Buying the shared currency ranks among next year’s top trades as it’s set to get new momentum from the European Central Bank’s (ECB) gradual unwind of ultra-loose monetary policy. The euro surged 12% for the best Group-of-10 performance against the dollar this year. ING Bank NV is predicting a gain of about 10% in 2018.
The median estimate of strategists surveyed by Bloomberg has the euro climbing to $1.21 by the fourth quarter while options put the odds of attaining that level at more than 80% by then. Another bullish indicator can be found in so-called risk reversals, where calls cost more than puts.

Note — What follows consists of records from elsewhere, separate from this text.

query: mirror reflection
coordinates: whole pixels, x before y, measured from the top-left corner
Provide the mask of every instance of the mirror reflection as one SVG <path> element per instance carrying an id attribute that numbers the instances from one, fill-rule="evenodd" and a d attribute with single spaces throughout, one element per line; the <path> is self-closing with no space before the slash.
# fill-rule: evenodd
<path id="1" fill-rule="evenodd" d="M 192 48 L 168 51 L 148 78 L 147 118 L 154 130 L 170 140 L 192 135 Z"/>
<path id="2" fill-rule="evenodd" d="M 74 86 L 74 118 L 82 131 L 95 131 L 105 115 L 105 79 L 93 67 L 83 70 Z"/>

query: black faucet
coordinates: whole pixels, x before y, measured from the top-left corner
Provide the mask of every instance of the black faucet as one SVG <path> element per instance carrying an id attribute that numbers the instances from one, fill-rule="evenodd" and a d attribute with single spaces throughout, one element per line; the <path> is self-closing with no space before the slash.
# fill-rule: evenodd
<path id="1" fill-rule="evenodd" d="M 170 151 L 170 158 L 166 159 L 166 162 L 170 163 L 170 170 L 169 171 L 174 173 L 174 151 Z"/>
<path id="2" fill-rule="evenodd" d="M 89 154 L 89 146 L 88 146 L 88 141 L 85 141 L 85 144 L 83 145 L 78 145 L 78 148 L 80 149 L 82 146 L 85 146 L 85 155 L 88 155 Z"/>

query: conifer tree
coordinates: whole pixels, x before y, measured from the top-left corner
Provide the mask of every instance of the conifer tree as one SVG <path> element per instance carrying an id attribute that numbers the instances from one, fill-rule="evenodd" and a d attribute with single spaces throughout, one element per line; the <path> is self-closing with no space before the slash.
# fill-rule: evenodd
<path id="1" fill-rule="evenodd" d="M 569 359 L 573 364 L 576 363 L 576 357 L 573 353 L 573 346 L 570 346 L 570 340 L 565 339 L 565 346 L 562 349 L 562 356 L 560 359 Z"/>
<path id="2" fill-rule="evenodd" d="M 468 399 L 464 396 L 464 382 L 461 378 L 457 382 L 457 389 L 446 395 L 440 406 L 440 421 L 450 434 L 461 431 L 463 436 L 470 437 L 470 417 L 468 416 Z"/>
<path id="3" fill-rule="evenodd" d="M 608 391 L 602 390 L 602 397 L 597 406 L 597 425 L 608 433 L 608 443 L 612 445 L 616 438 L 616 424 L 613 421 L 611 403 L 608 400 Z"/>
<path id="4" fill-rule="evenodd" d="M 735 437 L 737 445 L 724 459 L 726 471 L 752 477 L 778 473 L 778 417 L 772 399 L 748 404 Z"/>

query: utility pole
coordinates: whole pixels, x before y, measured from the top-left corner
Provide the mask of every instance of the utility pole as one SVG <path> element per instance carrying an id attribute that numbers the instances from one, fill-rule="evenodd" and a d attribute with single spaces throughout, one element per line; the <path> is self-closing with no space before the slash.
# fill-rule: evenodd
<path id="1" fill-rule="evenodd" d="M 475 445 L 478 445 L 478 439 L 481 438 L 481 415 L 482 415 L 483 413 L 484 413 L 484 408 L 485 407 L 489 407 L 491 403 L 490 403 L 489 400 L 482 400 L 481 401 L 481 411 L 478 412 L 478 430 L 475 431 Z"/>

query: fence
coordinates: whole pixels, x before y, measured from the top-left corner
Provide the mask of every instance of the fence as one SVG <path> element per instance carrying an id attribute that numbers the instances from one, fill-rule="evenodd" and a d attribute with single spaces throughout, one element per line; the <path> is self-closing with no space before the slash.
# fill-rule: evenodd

The focus on a more hawkish ECB dominates thinking among bulls, including Canadian Imperial Bank of Commerce. CIBC and ING had the second- and third-best forecast scores among banks and financial firms in a Bloomberg survey for the third quarter of 2017.
ING’s chief European rates strategist Petr Krpata expects currency markets to price in a deposit rate of zero long before the ECB moves.
“That will drive up the euro,” Krpata said. The central bank’s deposit rate, now at minus 0.4%, has depressed the euro since going negative in 2014.
“Rolling back the deposit rate is going to be significant, because a number of central banks and sovereigns have significantly reduced euro holdings because of those negative rates,” said Jeremy Stretch, CIBC’s head of Group-of-10 currency strategy.
Still, markets aren’t currently pricing in an interest-rate increase by the ECB until at least 2019, with the central bank’s asset-purchase program set to run until at least September next year. There could also be disappointment for bulls should eurozone inflation continue to undershoot the ECB’s goal and mute hawkish pronouncements by the central bank.
The US currency posted its biggest decline against the euro this month after the Fed maintained its expectations for three rate hikes next year instead of four, while raising its outlook for economic growth and stoking inflation concerns. The euro was steady at $1.1825 at 10.45am in Frankfurt after gaining 0.7% on Wednesday.